Des interactions sociales stressantes peuvent avoir des effets surprenants sur notre bien-être physique. Un nouveau travail de recherche révèle des liens inattendus entre les relations conflictuelles et l’accélération de l’âge biologique, provoquant un effet cumulatif notable sur la santé à long terme.

Les relations sociales particulièrement stressantes pourraient accélérer le vieillissement biologique d’environ neuf mois, selon une étude récemment publiée dans PNAS.
Le contact régulier avec des individus difficiles peut entraîner une augmentation des niveaux de stress, accélérant ainsi le vieillissement biologique. Cette étude, parue dans Proceedings of the National Academy of Sciences (PNAS), illustre comment les interactions avec des personnes sources de conflits créent des problèmes qui affectent non seulement l’humeur, mais aussi la santé à long terme.
Les chercheurs ont analysé les données de plus de 2 000 participants dans le cadre d’une enquête sur la santé en Indiana. Les participants devaient décrire leurs relations au cours des six derniers mois, indiquant la fréquence à laquelle quelqu’un avait causé des désagréments dans leur vie. En parallèle, des échantillons de salive ont été prélevés pour évaluer des marqueurs épigénétiques liés au vieillissement biologique, de plus en plus utilisés pour étudier l’âge biologique et la longévité.

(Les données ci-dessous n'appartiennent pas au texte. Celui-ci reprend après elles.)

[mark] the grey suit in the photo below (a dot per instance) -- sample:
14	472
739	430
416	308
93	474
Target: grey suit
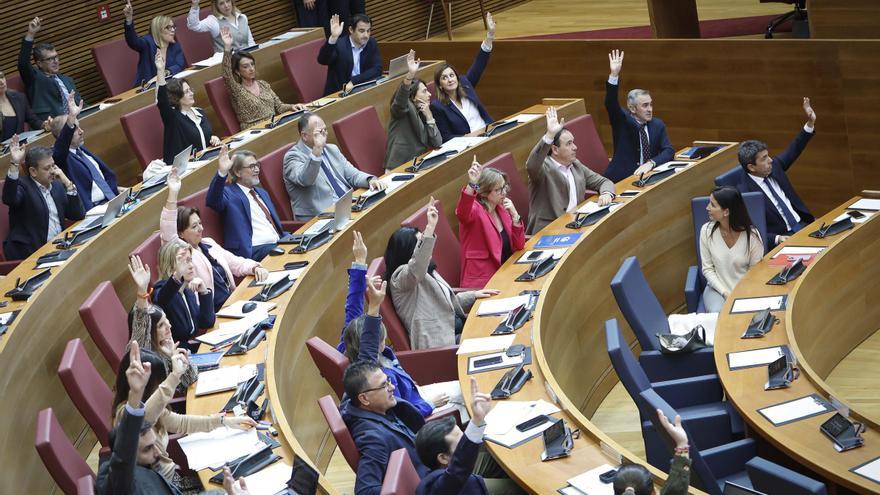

Cet accroissement du vieillissement précoce s’inscrit dans une recherche plus large sur l’influence des relations sociales sur la santé. Des études montrent que des liens solides et de support sont bénéfiques, tandis que la solitude et l’isolement entraînent des effets négatifs. Selon un communiqué de l’Organisation Mondiale de la Santé, la solitude est liée à environ 871 000 décès par an à l’échelle mondiale.
Jusqu’à 9 mois de différence avec le vieillissement biologique
Les résultats des analyses montrent que pour chaque source de stress dans le cercle social d’un individu, le rythme de vieillissement biologique augmente d’environ 1,5 %.
En pratique, cela indique qu’une personne confrontée à des relations stressantes pourrait vieillir biologiquement d’environ 1,015 an pour chaque année civile, accumulant ainsi une différence pouvant atteindre 9 mois par rapport à des pairs du même âge chronologique.
Un des auteurs de l’étude appelle à la prudence dans l’interprétation des résultats. « Nous ne savons pas si les personnes qui nous dérangent provoquent réellement le vieillissement », a-t-il déclaré. « Ce que nous observons est une certaine corrélation entre la présence de personnes sources de stress et le taux de vieillissement ».
D’autres résultats montrent que certaines personnes rapportent plus souvent des relations difficiles. Les femmes, par exemple, tendent à signaler un plus grand nombre de sources de stress que les hommes. De plus, de nombreux « dérangeants » font partie de la famille, ce qui complique la réduction des interactions. « Ces personnes sont profondément ancrées dans notre vie, rendant difficile de s’en défaire ou de renegocier la relation ».
Les auteurs suggèrent donc d’établir des limites dans les relations les plus stressantes et de renforcer les liens positifs. « Quand vous réalisez qu’une personne problématique a des conséquences biologiques négatives sur vous, limitez votre engagement dans cette relation », concluent-ils.